Begonia gracilis - Ilustração de Robert Kaye Greville, 1830Depois desta introdução, porventura absolutamente desnecessária, passemos então à planta de interior de que vos quero falar neste post, a Begonia bowerae var nigromarga, um híbrido da Begonia bowerae, descoberta pela primeira vez no México, em 1948.
Esta é uma begónia com um aspecto muito retro, e a prova disso mesmo é que quase todas as pessoas com quem falo me dizem uma frase do género, "a minha avó tinha uma".Já a minha avó, que eu me lembre, não tinha nenhuma, mas é de facto uma planta que está no meu imaginário. É-me fácil imaginar esta planta de interior nos lares portugueses de há 30 anos atrás, no seu vaso de porcelana florida, por cima de uma televisão a preto e branco, devidamente protegida da humidade pelo tradicional napperon.

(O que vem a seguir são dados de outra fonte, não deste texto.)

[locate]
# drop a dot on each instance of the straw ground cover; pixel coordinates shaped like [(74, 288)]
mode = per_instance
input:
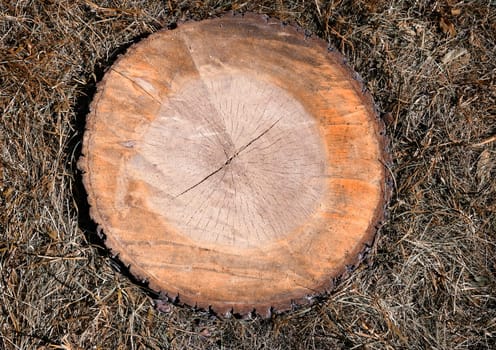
[(430, 278)]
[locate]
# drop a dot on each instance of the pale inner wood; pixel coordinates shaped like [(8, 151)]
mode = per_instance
[(232, 161)]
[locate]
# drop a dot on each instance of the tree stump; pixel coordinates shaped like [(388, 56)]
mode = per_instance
[(234, 163)]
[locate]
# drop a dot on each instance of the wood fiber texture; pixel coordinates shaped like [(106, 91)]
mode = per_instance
[(234, 163)]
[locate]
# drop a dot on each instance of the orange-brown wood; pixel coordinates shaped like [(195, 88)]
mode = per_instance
[(235, 163)]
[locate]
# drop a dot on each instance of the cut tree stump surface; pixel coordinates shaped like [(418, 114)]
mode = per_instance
[(235, 163)]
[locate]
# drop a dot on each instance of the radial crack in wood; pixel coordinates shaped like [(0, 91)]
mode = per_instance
[(234, 163)]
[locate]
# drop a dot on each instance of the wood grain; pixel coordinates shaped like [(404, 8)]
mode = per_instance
[(234, 163)]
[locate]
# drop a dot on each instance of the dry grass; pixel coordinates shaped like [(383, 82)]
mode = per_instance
[(431, 280)]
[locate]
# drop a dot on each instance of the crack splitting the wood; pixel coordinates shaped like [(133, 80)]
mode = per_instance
[(229, 160)]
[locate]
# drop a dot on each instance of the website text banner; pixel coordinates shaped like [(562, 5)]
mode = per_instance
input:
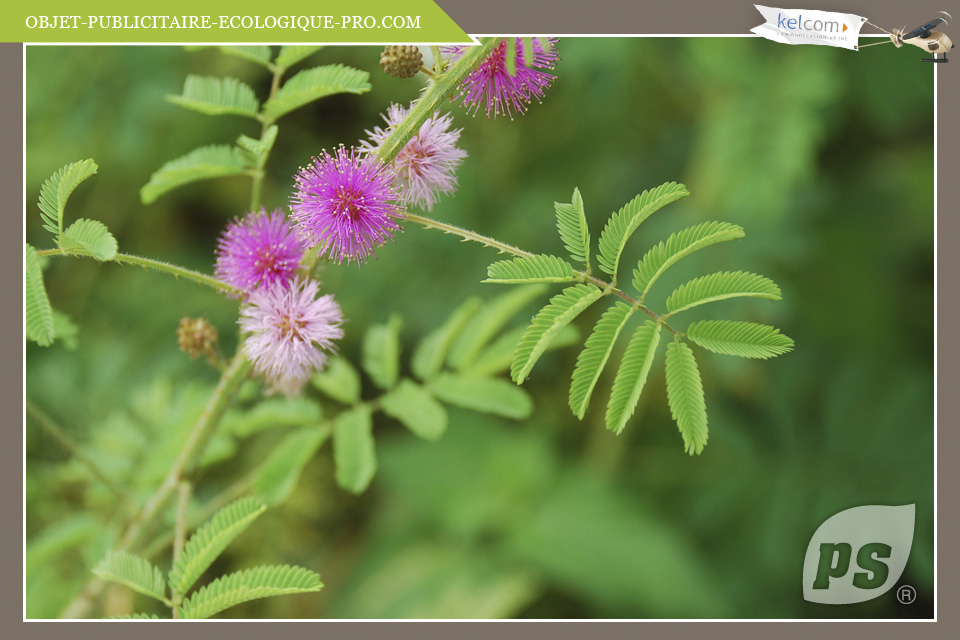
[(183, 21)]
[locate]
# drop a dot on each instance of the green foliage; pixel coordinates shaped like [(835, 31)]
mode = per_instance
[(623, 223), (205, 163), (413, 405), (353, 449), (277, 477), (679, 245), (632, 375), (381, 352), (721, 286), (487, 322), (572, 224), (209, 541), (313, 84), (217, 96), (430, 353), (134, 572), (38, 315), (291, 54), (250, 584), (258, 53), (548, 323), (744, 339), (487, 395), (89, 238), (57, 189), (542, 268), (339, 381), (685, 396), (596, 352)]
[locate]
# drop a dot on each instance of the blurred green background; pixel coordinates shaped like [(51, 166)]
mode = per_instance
[(823, 155)]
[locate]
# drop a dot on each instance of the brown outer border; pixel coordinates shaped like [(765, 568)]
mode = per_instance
[(520, 16)]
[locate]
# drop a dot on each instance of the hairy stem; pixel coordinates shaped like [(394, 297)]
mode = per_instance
[(502, 247), (73, 447), (156, 265)]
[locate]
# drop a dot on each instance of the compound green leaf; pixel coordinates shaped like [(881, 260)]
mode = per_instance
[(721, 286), (596, 352), (623, 223), (134, 572), (313, 84), (413, 406), (89, 238), (550, 320), (744, 339), (205, 163), (250, 584), (678, 246), (210, 539), (542, 268), (217, 96), (632, 376), (57, 189), (685, 396)]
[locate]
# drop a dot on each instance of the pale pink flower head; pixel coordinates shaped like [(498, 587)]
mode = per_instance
[(500, 93), (345, 205), (258, 250), (426, 165), (290, 332)]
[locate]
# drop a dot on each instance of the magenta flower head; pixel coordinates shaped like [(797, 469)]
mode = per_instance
[(290, 330), (491, 85), (425, 166), (345, 204), (258, 250)]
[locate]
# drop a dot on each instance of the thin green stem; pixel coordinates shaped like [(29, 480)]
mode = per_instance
[(73, 447), (155, 265), (502, 247)]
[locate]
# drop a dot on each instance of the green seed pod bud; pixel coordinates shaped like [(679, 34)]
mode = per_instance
[(401, 60)]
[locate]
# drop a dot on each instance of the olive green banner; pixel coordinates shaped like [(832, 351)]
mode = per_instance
[(182, 21)]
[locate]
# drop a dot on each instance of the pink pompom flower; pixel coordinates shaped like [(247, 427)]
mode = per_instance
[(345, 205), (290, 332), (426, 165)]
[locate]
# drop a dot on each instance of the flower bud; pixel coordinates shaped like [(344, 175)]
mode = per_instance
[(401, 60)]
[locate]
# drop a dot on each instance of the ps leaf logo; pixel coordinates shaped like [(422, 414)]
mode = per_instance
[(858, 554)]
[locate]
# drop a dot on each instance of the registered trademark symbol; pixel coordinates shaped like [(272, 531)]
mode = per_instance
[(906, 594)]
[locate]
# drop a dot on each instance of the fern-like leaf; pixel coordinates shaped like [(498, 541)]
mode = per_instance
[(205, 163), (313, 84), (487, 322), (258, 53), (38, 314), (685, 396), (217, 96), (134, 572), (542, 268), (89, 238), (572, 225), (721, 286), (291, 54), (632, 376), (596, 352), (622, 224), (57, 189), (550, 320), (678, 246), (744, 339), (250, 584), (428, 358), (209, 541)]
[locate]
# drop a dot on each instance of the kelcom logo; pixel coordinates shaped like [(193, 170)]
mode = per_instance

Tive a felicidade de me oferecem uma destas Begonia bowerae há pouco tempo, e felizmente já me pude aperceber que é uma planta extremamente fácil de cuidar. Como todas as outras begónias que possuo, tentei dar-lhe um solo "leve", com mais turfa do que terra e uma boa quantidade de argila expandida no fundo do vaso. Está num local onde recebe boa luz, mas sem sol. Geralmente deixo a terra secar um pouco antes de regar de novo. Pese embora as begónias gostem de humidade, nunca me preocupei em colocar o vaso sobre seixos húmidos, ou outra coisa parecida. O simples facto de estar rodeada por outras plantas, parece ser o suficiente. Desde sempre que evito pulverizar com água as folhas das begónias, pois demasiadas fontes de informação afirmam que isso pode causar problemas com fungos. Desconheço no entanto se tal será mesmo assim, mas, no que diz respeito às minhas plantas, prefiro jogar sempre pelo seguro.